Por Inés Prosper, profesora del IEEM
María tiene 47 años y es enfermera desde hace más de dos décadas. Trabaja en dos instituciones de salud. En ambas cumple el mismo rol: atención a pacientes hospitalizados.
Es un lunes del mes de marzo y María se encuentra en uno de sus trabajos. Son las dos de la mañana. Un paciente mayor, internado desde hace algunos días, comienza a descompensarse. La situación no es completamente clara. No hay una indicación específica para enfermería en este tipo de casos. María busca al médico de referencia del piso, pero resulta imposible de ubicar en esos primeros minutos.
María evalúa rápidamente la situación. Decide llamar a otros pisos para solicitar ayuda al primer médico de guardia que encuentre disponible. Mientras espera respuesta, pide apoyo a una compañera. Juntas, van tomando los signos vitales del paciente y hacen algunas maniobras sencillas que están a su alcance. Prepara medicación “por las dudas”. No todo está dentro del protocolo. Pero todo está orientado a estabilizar al paciente lo antes posible.
Cuando el médico llega, la situación ya está encaminada. Nadie le pidió que hiciera exactamente eso; no estaba escrito en ningún lado. Pero sintió que era lo que tenía que hacer.
Dos días después, otra noche en su otro trabajo. Otro paciente, con otra descompensación. El escenario es, en esencia, similar: incertidumbre, falta de indicaciones específicas, necesidad de actuar.
María evalúa rápidamente la situación. Esta vez, decide enfocarse en ubicar al médico de referencia de su piso y esperar a que llegue. Mientras tanto, simplemente ordena toda la información del paciente para que el médico la tenga a disposición fácilmente. No contacta a otros servicios. No toma iniciativas adicionales. No pide apoyo. Cumple al pie de la letra con lo que corresponde a su rol. Ni más, ni menos.
Cuando el médico llega, la situación es más compleja. María no hizo lo mismo que la otra vez. Hizo lo correcto. Pero no se siente tan bien.
¿Qué cambió? No fue su formación, ni su experiencia, ni sus valores personales. Fue el contexto.
En una institución, María aprendió que puede actuar. Que se espera que lo haga. Que otros también lo hacen. Ha visto que quienes toman la iniciativa son respaldados, no cuestionados. Ha internalizado que el paciente está por encima de la estructura. Lo aprendió y lo reforzó día tras día, durante veinte años.
En la otra institución, aprendió algo distinto: que salirse del rol puede generar problemas. Que es mejor esperar indicaciones de un superior. Que la coordinación entre áreas no es fluida. Que el costo de “hacer de más” puede ser muy alto. Lo aprendió a través de las vivencias acumuladas en los diez años que hace que trabaja allí.
En muchas organizaciones de servicios, cuando se habla de gestión de personas, el foco se pone en la selección: atraer talento, elegir a las personas correctas, incorporar a quienes tienen los valores adecuados.
La premisa es clara: si tenemos a las personas correctas, todo debería salir bien.
Casos como el de María muestran otra cosa: la misma persona, en dos contextos distintos, actúa de manera distinta.

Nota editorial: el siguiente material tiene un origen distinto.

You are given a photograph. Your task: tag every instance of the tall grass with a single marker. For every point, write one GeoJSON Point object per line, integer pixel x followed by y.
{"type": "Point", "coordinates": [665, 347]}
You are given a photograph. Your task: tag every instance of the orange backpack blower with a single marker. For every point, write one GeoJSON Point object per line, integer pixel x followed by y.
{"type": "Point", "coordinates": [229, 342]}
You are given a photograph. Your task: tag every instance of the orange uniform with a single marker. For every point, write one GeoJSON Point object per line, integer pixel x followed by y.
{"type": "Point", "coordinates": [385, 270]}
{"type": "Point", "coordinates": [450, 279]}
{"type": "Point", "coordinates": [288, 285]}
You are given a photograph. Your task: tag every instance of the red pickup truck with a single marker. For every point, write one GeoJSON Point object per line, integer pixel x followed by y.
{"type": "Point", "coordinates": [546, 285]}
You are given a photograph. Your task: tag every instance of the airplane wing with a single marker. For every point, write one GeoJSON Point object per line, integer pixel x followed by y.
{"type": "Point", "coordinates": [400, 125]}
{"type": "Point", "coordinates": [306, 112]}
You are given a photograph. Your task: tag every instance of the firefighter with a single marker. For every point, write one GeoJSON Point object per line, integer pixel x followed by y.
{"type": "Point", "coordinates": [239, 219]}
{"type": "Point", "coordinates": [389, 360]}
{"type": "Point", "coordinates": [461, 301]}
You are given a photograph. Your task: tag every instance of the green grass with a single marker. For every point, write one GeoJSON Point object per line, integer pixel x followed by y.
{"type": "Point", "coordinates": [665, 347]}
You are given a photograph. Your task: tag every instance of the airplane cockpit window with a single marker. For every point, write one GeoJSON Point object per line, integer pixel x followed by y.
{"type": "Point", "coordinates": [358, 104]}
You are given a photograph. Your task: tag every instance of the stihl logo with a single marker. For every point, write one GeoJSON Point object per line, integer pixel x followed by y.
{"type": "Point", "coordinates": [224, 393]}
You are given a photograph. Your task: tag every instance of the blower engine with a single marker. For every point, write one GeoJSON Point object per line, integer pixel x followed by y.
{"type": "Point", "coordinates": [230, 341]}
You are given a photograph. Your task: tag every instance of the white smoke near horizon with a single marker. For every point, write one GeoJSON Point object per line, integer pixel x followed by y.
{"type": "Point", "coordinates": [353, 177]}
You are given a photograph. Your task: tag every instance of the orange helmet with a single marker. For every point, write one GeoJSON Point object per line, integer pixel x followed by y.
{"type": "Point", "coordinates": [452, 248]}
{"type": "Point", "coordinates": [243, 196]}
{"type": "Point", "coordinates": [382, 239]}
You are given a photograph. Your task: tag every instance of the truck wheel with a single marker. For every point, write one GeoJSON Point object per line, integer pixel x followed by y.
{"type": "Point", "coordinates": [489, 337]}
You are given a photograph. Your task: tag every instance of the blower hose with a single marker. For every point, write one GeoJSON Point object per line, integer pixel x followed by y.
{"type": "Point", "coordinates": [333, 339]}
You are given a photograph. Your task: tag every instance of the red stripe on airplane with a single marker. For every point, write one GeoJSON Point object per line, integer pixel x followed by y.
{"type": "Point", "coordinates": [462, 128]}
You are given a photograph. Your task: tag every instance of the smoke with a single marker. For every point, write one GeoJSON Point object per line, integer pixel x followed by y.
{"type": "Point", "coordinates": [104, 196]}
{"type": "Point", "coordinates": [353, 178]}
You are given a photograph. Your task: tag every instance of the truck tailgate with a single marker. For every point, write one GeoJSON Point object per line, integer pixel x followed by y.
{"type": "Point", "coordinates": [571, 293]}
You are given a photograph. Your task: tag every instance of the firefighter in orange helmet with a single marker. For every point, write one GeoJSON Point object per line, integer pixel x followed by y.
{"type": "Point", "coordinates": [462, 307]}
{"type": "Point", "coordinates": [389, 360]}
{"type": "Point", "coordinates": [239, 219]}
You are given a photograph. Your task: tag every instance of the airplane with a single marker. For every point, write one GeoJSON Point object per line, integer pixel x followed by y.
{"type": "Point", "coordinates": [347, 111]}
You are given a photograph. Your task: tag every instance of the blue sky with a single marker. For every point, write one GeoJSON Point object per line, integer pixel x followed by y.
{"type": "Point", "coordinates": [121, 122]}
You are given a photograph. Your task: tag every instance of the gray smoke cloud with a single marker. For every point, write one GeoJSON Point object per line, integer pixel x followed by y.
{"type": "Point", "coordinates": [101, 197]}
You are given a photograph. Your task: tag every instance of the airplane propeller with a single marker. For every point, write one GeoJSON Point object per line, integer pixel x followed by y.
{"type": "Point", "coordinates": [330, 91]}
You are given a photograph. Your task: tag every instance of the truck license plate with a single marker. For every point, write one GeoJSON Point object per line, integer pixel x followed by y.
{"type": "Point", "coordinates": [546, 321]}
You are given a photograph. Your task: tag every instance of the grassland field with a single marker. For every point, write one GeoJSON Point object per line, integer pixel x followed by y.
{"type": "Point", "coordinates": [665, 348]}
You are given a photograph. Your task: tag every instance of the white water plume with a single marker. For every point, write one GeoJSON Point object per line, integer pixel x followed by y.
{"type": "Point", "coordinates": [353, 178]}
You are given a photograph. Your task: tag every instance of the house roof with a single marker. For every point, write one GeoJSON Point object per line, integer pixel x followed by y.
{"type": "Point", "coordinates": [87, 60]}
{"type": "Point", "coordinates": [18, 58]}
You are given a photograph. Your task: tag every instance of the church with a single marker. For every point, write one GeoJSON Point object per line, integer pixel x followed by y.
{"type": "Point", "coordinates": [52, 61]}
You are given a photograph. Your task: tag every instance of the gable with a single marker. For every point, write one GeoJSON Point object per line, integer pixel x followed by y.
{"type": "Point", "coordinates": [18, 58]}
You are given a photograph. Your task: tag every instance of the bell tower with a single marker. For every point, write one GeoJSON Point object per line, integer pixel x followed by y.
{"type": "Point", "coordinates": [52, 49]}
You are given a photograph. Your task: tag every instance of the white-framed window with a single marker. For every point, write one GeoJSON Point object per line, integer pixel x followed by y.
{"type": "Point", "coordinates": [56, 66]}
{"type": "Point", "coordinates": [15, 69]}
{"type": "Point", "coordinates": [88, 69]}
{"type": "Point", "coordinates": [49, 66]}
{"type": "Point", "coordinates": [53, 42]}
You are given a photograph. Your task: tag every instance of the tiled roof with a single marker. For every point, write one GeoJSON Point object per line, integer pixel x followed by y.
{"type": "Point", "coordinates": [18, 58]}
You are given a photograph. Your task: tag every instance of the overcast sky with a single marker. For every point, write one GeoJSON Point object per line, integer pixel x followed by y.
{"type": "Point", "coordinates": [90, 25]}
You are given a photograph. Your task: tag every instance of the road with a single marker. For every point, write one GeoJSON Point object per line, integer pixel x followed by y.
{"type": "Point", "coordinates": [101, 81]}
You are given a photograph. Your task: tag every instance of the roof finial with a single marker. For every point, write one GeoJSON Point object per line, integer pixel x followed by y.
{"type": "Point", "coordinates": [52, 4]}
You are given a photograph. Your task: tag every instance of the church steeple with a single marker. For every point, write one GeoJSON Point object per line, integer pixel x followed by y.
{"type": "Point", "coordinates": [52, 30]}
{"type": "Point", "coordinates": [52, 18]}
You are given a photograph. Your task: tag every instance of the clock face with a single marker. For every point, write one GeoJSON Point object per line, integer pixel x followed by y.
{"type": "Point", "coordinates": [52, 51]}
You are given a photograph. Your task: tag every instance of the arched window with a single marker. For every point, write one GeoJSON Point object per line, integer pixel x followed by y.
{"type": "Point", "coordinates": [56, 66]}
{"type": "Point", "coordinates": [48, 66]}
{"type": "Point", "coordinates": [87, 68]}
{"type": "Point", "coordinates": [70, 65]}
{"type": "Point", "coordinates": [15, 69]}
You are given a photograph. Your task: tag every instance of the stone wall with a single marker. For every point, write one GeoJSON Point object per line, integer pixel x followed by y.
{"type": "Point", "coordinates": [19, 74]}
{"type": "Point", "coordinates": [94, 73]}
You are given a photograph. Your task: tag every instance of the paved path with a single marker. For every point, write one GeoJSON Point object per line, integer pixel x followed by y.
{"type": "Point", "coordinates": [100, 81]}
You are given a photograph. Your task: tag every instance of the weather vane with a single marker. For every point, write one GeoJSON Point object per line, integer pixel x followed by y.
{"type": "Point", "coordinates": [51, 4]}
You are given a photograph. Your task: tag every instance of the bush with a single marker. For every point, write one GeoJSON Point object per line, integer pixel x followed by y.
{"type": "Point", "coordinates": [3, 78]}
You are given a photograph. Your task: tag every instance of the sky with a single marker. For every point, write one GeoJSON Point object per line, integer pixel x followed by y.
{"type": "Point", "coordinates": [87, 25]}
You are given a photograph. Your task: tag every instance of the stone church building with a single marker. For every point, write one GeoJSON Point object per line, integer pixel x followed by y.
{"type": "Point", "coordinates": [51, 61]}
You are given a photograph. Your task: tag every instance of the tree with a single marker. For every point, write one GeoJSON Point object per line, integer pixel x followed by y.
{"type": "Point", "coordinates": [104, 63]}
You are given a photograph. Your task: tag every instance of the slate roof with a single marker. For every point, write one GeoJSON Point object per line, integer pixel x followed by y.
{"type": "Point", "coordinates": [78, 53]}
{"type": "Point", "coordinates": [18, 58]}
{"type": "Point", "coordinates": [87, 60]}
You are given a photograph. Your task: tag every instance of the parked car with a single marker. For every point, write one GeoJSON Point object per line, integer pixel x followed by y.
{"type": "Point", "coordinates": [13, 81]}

Poner el foco casi exclusivamente en la selección resulta tranquilizador. Si el problema está en las personas, la solución es relativamente sencilla. Ante cualquier problema, se cambia a la persona involucrada por otra más adecuada. Pero esta mirada omite un punto clave: las personas no actúan en el vacío. Actúan dentro de sistemas.
En servicios, no todo puede estandarizarse. El éxito de la operación depende de infinidad de interacciones entre personas. Por lo tanto, siempre va a haber situaciones no previstas, momentos en los que no hay protocolo. En esos momentos, la cultura de la organización pasa a ser un factor decisivo en la reacción del empleado.
La cultura a la que hago alusión no es la que está declarada en el cuadro colgado a la entrada de la empresa. Me refiero a la cultura real: lo que se premia, lo que se tolera y lo que se castiga. Esa que siempre existe, ya sea por diseño o por omisión; la que deriva del sistema de incentivos, explícitos e implícitos.
La buena noticia es que la cultura se puede diseñar, instaurar y reforzar en el día a día. La mala —para algunos— es que, si queremos que cada colaborador responda de acuerdo con la cultura diseñada en las situaciones que se salen de protocolo, tenemos que ser consistentes con esa cultura en cada situación, en cada decisión y cada mensaje que damos. Esto exige un esfuerzo consciente y sostenido.
Cierro este artículo con la pregunta ineludible, incómoda, que invito al lector a plantearse. Cuando llegue el momento de la verdad, ¿cómo va a responder “María” en su organización?